The International Renewable Energy Agency (IRENA) has just published its 2015 Annual Review on “Renewable Energy and Jobs” and estimates that globally renewable energy jobs (excluding large hydropower) reached approximately 7.7 million in 2014.
Renewable Energy Employment in Selected Countries
The graphic above illustrates that familiar suspects can be found among the world’s leading countries for renewable energy employment: China, Brazil, the US, and Germany. What, however, may come as a positive surprise is the emergence of countries such as India and Bangladesh. This may partly be explained by policymakers in those countries understanding the value of distributed solar PV for tackling still widespread energy poverty in their countries.
Conversely, it is disappointing to see that renewable energy-related employment remains comparatively low on the African continent, the Middle East as well as Australia – prima facie, all locations suitable for a reasonable expansion of at least solar PV. In this respect, the IRENA report points to the fact that “renewable energy employment continues to be shaped by an array of supportive industrial and trade policies.” Consequently, a lack thereof helps to explain subpar growth vis-à-vis other energy sources in those countries.
The next graphic shows renewable energy employment by technology.

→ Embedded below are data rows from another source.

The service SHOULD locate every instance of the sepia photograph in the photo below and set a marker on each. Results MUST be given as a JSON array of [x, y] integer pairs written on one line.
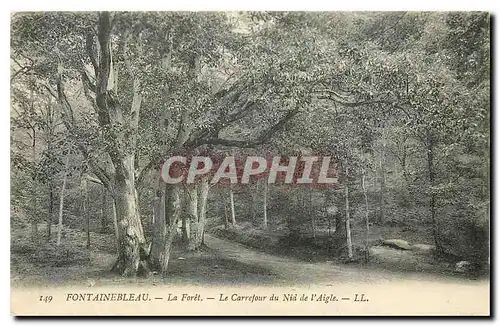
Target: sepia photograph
[[250, 163]]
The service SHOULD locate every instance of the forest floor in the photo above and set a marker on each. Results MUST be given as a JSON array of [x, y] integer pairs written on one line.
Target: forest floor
[[222, 262]]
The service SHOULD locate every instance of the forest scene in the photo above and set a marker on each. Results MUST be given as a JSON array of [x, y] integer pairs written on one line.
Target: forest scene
[[99, 100]]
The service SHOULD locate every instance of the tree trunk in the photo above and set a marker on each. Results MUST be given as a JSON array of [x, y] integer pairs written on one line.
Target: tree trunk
[[192, 215], [159, 230], [254, 201], [51, 209], [115, 224], [202, 213], [367, 223], [348, 219], [432, 200], [382, 185], [231, 199], [160, 251], [34, 192], [84, 207], [313, 214], [133, 251], [104, 219], [61, 202], [226, 217], [264, 223]]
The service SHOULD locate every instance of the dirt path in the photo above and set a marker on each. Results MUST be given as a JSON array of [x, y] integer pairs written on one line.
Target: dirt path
[[290, 270]]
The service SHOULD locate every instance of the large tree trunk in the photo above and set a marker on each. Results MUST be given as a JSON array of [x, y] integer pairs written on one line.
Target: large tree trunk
[[264, 223], [231, 203], [203, 189], [61, 203], [115, 224], [191, 215], [160, 255], [104, 218], [51, 209], [348, 220], [367, 223], [133, 251], [432, 200], [84, 208], [382, 184], [159, 230], [34, 192]]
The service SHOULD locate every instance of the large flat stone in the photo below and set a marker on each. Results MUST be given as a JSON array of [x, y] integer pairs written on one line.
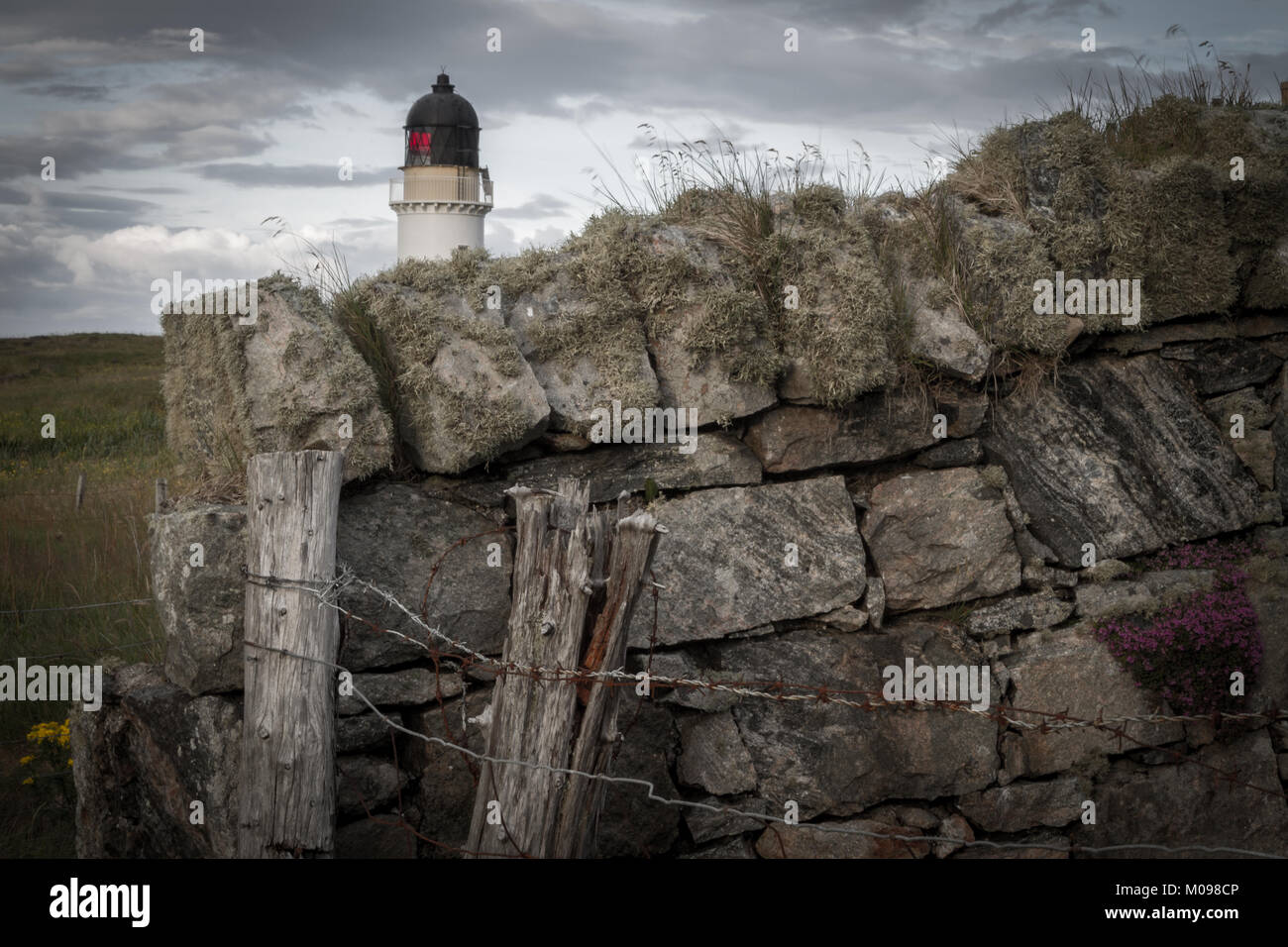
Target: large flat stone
[[201, 607], [1185, 804], [1070, 672], [725, 560], [838, 759], [940, 536], [1120, 454], [393, 536], [717, 460], [879, 427]]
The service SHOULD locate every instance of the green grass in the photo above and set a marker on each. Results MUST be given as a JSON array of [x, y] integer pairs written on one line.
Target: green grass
[[110, 423]]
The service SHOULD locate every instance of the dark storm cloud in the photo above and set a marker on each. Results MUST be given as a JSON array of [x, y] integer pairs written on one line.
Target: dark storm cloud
[[284, 175], [82, 93], [535, 209]]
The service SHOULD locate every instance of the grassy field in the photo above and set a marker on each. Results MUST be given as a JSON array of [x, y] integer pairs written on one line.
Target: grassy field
[[103, 392]]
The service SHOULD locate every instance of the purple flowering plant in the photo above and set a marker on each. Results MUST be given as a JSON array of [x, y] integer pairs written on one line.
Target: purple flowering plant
[[1188, 650]]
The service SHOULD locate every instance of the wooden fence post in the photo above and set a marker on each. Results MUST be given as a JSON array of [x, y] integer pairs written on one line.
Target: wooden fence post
[[287, 776], [578, 575]]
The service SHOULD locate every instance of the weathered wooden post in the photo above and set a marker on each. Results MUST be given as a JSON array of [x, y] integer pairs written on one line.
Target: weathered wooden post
[[576, 579], [287, 776]]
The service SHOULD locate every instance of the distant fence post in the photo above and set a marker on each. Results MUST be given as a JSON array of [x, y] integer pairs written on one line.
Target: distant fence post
[[574, 570], [287, 776]]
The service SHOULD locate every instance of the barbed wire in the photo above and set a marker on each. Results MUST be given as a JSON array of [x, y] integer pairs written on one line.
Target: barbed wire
[[761, 815]]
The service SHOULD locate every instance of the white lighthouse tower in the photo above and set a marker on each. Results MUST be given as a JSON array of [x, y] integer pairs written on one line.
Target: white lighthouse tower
[[443, 195]]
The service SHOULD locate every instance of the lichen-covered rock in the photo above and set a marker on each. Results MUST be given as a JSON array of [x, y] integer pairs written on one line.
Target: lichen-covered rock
[[716, 460], [877, 427], [712, 755], [1119, 454], [1022, 804], [747, 556], [831, 758], [393, 536], [142, 758], [583, 359], [200, 594], [464, 392], [288, 380], [940, 536]]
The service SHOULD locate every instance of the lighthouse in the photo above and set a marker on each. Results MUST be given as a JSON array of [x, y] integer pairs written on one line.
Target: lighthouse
[[443, 193]]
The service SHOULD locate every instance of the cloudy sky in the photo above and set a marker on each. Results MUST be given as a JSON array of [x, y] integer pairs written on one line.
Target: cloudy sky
[[168, 158]]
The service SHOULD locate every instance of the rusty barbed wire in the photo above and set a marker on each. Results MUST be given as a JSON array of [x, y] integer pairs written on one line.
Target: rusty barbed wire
[[761, 815]]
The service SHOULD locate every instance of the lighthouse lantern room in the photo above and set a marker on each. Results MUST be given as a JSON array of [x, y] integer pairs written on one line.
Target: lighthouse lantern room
[[443, 193]]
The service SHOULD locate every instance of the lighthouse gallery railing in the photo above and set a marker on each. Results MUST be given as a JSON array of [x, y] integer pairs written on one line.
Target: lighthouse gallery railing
[[464, 187]]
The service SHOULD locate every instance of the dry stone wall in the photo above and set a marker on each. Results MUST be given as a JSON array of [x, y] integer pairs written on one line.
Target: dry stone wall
[[829, 525]]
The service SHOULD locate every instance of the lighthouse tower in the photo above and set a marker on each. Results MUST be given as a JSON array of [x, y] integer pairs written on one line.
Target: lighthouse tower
[[443, 195]]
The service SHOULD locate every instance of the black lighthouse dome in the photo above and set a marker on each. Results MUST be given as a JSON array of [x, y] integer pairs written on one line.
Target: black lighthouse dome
[[442, 129]]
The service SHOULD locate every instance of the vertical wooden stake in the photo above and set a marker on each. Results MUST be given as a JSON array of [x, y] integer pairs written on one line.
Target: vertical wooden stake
[[287, 776], [576, 581]]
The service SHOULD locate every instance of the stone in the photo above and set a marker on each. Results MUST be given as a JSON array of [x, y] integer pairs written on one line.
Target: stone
[[1047, 578], [382, 836], [281, 384], [717, 460], [576, 380], [1183, 804], [1224, 365], [393, 536], [1113, 599], [366, 784], [877, 427], [725, 567], [1256, 414], [364, 732], [846, 618], [1119, 454], [952, 827], [201, 607], [630, 823], [840, 839], [1024, 804], [875, 600], [832, 758], [712, 755], [445, 792], [1070, 672], [402, 688], [704, 825], [938, 538], [143, 757], [1256, 449], [1042, 609], [951, 454], [945, 339]]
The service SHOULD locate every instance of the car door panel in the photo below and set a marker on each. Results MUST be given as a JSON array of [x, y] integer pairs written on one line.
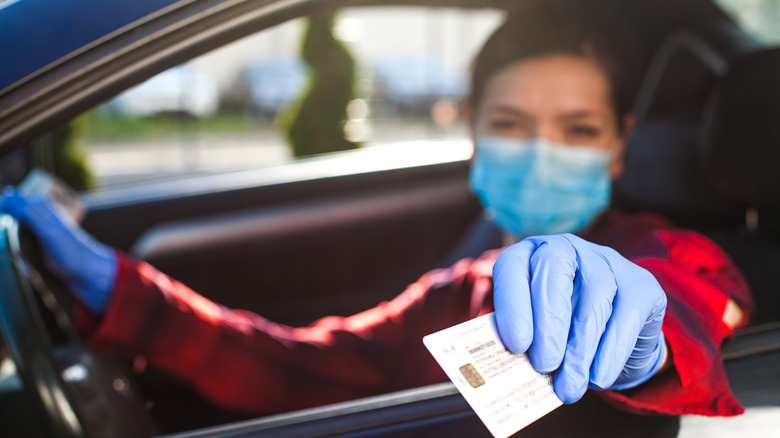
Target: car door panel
[[300, 250]]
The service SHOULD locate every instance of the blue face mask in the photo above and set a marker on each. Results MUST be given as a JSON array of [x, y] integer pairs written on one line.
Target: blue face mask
[[532, 187]]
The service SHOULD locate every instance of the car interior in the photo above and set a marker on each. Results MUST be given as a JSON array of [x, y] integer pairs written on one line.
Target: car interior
[[701, 154]]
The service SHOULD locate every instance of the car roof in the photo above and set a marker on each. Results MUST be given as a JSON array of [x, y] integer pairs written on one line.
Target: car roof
[[38, 32]]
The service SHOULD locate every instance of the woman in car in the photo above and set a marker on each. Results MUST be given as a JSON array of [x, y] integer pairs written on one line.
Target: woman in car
[[630, 305]]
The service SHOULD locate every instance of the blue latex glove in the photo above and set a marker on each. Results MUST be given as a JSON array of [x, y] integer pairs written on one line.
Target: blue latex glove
[[87, 266], [581, 310]]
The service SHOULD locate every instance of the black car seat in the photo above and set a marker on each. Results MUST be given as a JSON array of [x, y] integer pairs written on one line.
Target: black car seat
[[739, 153], [708, 156], [662, 171]]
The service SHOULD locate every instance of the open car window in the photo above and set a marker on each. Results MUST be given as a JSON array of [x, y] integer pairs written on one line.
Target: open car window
[[236, 107]]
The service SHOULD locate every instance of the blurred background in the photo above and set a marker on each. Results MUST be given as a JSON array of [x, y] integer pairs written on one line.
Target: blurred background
[[363, 77]]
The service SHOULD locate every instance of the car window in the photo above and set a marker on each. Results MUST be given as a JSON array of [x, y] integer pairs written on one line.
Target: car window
[[252, 103], [758, 17]]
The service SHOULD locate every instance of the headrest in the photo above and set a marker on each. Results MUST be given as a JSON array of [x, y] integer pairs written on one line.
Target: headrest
[[662, 174], [740, 135]]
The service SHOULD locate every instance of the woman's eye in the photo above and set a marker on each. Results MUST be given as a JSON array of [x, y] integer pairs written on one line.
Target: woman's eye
[[503, 125], [584, 131]]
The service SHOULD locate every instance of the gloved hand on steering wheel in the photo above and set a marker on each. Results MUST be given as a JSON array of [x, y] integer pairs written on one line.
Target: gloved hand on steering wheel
[[581, 310], [87, 266]]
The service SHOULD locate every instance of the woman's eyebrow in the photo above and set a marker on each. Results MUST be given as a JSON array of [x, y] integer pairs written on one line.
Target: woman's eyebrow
[[507, 109]]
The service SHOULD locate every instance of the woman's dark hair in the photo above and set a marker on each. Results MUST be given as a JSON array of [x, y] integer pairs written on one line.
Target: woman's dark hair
[[555, 32]]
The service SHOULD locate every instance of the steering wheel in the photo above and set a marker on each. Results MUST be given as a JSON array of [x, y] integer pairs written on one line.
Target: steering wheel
[[81, 392]]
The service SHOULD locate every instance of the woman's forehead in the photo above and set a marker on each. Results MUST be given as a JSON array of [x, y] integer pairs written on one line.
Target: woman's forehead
[[549, 85]]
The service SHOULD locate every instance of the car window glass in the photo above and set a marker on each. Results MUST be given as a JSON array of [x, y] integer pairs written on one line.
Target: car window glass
[[252, 103], [759, 17]]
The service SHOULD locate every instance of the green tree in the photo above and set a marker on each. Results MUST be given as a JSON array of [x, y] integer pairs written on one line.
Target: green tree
[[315, 124], [63, 154]]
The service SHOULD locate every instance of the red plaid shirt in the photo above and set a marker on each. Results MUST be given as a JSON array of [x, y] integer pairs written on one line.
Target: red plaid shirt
[[245, 362]]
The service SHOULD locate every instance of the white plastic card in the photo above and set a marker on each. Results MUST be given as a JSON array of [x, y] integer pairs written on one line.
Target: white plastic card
[[504, 390]]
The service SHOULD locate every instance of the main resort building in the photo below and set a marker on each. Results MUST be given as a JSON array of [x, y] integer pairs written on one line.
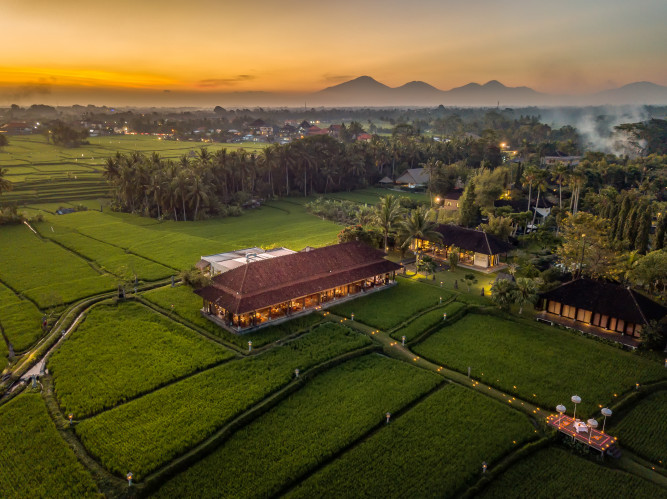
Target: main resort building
[[476, 249], [267, 290]]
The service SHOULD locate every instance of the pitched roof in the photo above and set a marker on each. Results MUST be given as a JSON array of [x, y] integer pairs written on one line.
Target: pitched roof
[[414, 176], [608, 299], [472, 240], [269, 282]]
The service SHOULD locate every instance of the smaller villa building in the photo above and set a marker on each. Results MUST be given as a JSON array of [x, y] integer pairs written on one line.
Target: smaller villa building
[[263, 291], [476, 248], [609, 307]]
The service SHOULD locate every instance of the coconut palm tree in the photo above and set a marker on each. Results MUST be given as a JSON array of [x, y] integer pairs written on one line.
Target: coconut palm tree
[[525, 292], [418, 226], [387, 213], [5, 184]]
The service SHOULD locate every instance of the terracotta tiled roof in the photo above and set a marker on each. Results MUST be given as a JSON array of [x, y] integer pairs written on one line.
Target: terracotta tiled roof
[[608, 299], [472, 240], [269, 282]]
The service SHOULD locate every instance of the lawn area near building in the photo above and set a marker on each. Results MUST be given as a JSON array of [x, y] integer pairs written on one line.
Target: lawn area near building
[[389, 308], [644, 428], [555, 472], [539, 363], [36, 461], [435, 448], [121, 351], [329, 413], [184, 303]]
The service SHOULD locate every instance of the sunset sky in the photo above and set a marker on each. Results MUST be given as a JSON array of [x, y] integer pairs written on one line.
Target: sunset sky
[[123, 51]]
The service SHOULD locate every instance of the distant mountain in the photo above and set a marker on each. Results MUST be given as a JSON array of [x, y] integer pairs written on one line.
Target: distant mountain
[[366, 91], [638, 93]]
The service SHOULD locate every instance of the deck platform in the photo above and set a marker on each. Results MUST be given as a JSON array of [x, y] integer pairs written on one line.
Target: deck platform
[[598, 440]]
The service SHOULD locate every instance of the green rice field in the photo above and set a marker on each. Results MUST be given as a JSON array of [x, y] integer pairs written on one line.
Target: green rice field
[[539, 363]]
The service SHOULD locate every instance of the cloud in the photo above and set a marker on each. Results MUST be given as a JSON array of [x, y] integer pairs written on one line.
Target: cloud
[[331, 78], [224, 82]]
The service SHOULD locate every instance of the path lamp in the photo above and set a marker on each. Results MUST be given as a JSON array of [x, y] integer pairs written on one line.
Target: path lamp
[[561, 409], [606, 412], [576, 399], [592, 424]]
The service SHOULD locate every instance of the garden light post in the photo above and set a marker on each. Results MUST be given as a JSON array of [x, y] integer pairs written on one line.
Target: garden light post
[[576, 399], [561, 409], [605, 412], [592, 424]]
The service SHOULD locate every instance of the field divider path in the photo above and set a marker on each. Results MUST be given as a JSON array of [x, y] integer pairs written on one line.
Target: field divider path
[[393, 348], [153, 481], [45, 346]]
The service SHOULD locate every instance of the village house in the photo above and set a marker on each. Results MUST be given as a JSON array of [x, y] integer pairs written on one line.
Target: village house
[[414, 177], [476, 249], [600, 307], [263, 291]]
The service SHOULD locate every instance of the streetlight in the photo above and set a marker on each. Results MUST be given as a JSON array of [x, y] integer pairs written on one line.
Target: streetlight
[[561, 409], [592, 424], [605, 412], [576, 399]]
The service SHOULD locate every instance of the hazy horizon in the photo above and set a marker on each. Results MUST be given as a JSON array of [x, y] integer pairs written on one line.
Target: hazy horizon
[[158, 53]]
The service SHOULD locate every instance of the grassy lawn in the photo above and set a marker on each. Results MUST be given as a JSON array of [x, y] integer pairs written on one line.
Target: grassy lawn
[[36, 461], [187, 305], [388, 308], [149, 431], [121, 351], [288, 441], [644, 429], [433, 450], [557, 473], [539, 363]]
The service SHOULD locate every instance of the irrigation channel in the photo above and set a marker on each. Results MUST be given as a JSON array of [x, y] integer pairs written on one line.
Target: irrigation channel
[[33, 363]]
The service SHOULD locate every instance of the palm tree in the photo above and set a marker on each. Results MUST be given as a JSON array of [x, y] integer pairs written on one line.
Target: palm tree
[[387, 213], [558, 175], [502, 293], [418, 226], [525, 292], [5, 184]]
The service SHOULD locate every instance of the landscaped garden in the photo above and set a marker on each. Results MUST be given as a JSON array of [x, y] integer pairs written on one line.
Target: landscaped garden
[[539, 363]]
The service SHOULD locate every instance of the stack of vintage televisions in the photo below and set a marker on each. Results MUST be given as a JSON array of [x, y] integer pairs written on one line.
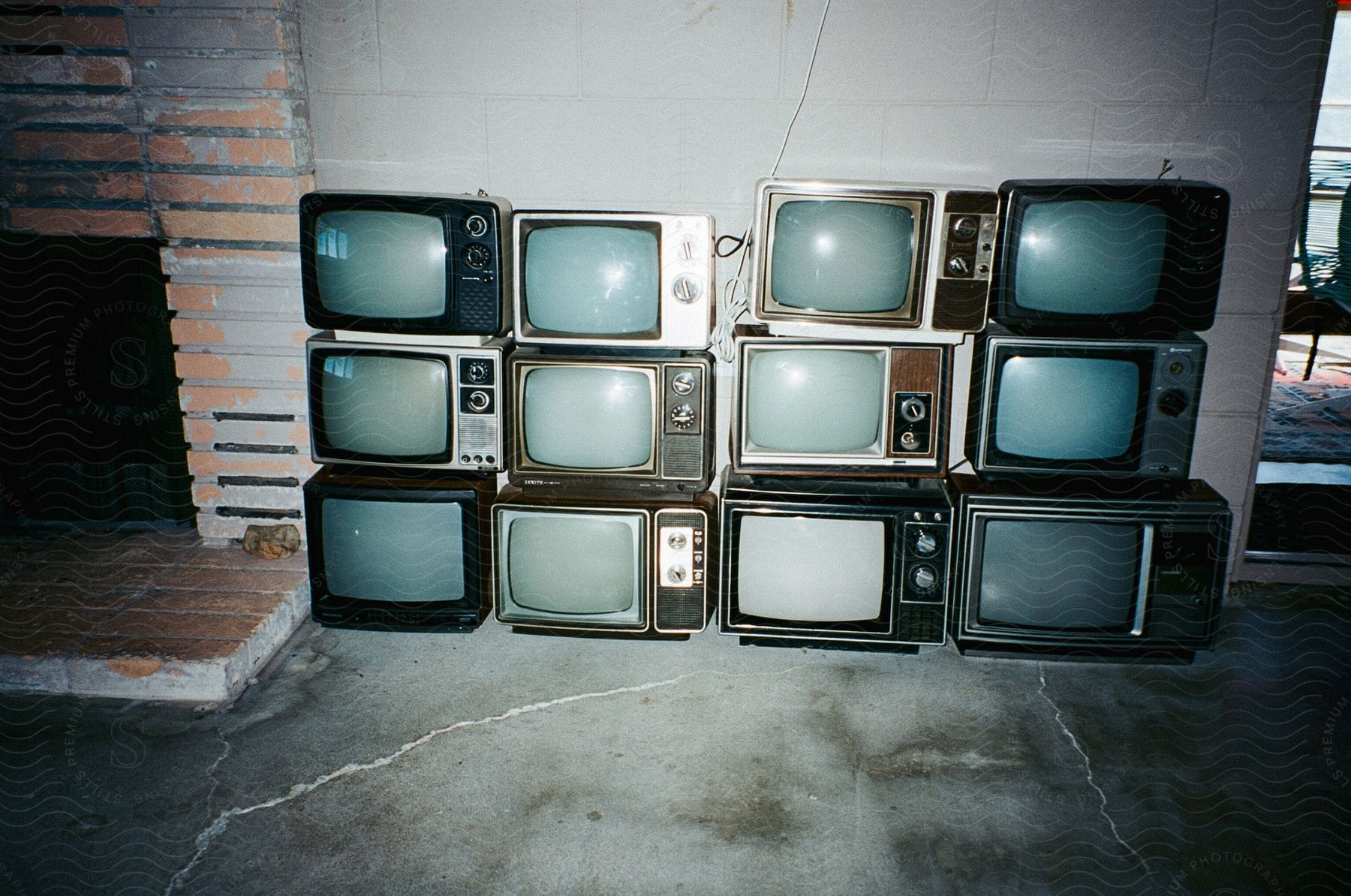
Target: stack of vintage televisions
[[405, 393], [606, 526], [837, 526], [1080, 533]]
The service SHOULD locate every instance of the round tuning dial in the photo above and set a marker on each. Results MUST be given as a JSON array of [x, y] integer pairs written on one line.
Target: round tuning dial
[[912, 410], [477, 256], [925, 577], [682, 416], [687, 290], [477, 371], [476, 226], [965, 227], [925, 543]]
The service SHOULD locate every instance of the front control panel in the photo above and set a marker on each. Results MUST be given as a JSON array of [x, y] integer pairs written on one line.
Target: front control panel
[[925, 557]]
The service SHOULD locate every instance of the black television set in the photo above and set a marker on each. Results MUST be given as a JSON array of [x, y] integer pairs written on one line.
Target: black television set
[[425, 266], [587, 563], [402, 553], [862, 260], [1088, 568], [839, 408], [846, 563], [611, 420], [1109, 407], [633, 280], [396, 404], [1121, 257]]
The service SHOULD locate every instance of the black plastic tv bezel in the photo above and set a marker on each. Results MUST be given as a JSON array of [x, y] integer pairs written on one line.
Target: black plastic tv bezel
[[323, 446], [1126, 462], [1189, 288], [452, 211], [339, 611]]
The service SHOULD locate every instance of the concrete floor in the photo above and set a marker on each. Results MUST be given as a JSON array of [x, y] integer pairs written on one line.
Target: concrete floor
[[510, 764]]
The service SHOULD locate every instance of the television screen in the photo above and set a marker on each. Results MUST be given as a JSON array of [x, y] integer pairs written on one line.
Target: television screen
[[844, 256], [1091, 257], [381, 264], [814, 400], [1060, 573], [811, 570], [576, 567], [591, 418], [1067, 408], [594, 278], [393, 406], [411, 553]]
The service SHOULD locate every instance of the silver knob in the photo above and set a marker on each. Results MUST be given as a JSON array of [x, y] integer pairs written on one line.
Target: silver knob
[[687, 290], [682, 416]]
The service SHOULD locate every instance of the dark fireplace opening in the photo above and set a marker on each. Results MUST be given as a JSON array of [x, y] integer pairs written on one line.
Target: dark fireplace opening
[[91, 430]]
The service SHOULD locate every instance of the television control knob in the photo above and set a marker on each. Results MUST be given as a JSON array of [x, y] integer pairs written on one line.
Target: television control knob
[[476, 226], [682, 416], [923, 577], [477, 256], [965, 227], [687, 290], [477, 371], [1173, 403]]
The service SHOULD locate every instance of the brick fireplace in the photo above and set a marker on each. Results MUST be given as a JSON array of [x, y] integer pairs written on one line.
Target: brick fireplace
[[187, 122]]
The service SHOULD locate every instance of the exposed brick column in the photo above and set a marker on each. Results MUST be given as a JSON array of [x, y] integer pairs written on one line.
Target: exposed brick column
[[184, 121]]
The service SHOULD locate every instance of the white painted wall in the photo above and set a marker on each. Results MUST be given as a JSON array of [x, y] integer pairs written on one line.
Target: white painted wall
[[682, 104]]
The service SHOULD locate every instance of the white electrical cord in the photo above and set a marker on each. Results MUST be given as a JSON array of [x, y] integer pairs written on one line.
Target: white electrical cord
[[734, 300]]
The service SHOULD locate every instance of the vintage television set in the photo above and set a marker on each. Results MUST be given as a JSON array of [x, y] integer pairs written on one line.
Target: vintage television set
[[857, 564], [1106, 407], [614, 278], [865, 260], [405, 552], [422, 266], [405, 404], [1121, 257], [636, 420], [582, 563], [1109, 568], [854, 408]]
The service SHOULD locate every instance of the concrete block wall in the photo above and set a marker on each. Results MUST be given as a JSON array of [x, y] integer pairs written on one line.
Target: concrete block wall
[[184, 121], [682, 104]]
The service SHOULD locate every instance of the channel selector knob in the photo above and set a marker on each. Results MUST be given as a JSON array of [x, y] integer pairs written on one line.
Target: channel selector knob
[[687, 290], [682, 416], [925, 543], [965, 227]]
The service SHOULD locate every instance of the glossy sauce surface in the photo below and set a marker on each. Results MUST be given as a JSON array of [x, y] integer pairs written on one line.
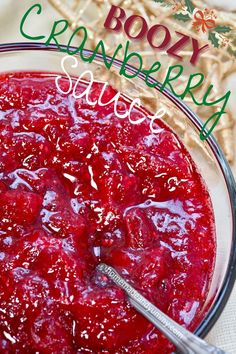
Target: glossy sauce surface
[[78, 186]]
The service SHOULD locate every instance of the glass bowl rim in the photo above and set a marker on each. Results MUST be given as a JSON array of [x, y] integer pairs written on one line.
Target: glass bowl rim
[[230, 276]]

Globally, solar PV installations are clearly in the lead and responsible – directly and/or indirectly – for the creation of “2.5 million jobs, of which two-thirds were in China”. The report also notes that while “falling prices for solar photovoltaic (PV) and wind equipment globally posed a challenge for manufacturers in some markets, thus affecting jobs, (…) [on balance] accelerated solar PV installation and expanded operations and maintenance spurred job growth [in other markets].” Interestingly, the “manufacturing of solar PV panels moved decisively from Europe and North America to Asia”, according to the report.
Renewable Energy Employment by Technology
Now, with respect to the US it is noteworthy that growth in solar installations drives job creation. The report cites a total of 173,800 US ‘solar’ jobs in 2014 in addition to US wind energy employment estimates in the range of 73,000 in 2014. Moreover, as (liquid) biofuels are globally the second largest employer with almost 1.8 million jobs. The US is a major biofuels producer and the report cites total US ethanol employment of about 232,600 in 2014. This is only slightly less than US wind and solar employment in 2014 together.
In this context, the EIA recently offered the following insight: “In 2014, U.S. fuel ethanol production reached 14.3 billion gallons of ethanol fuel, the highest level ever. The growth in U.S. fuel ethanol production has outpaced growth in corn consumed as feedstock – as the industry has grown, it has become more efficient, using fewer bushels of corn to produce a gallon of ethanol.”
It seems somewhat shortsighted to slap the ‘renewable’ label on biofuels production and hail efficiency gains while ignoring both the sheer area of arable land utilized for ethanol production – i.e. in place of food crops – and the required substantial water and petroleum inputs.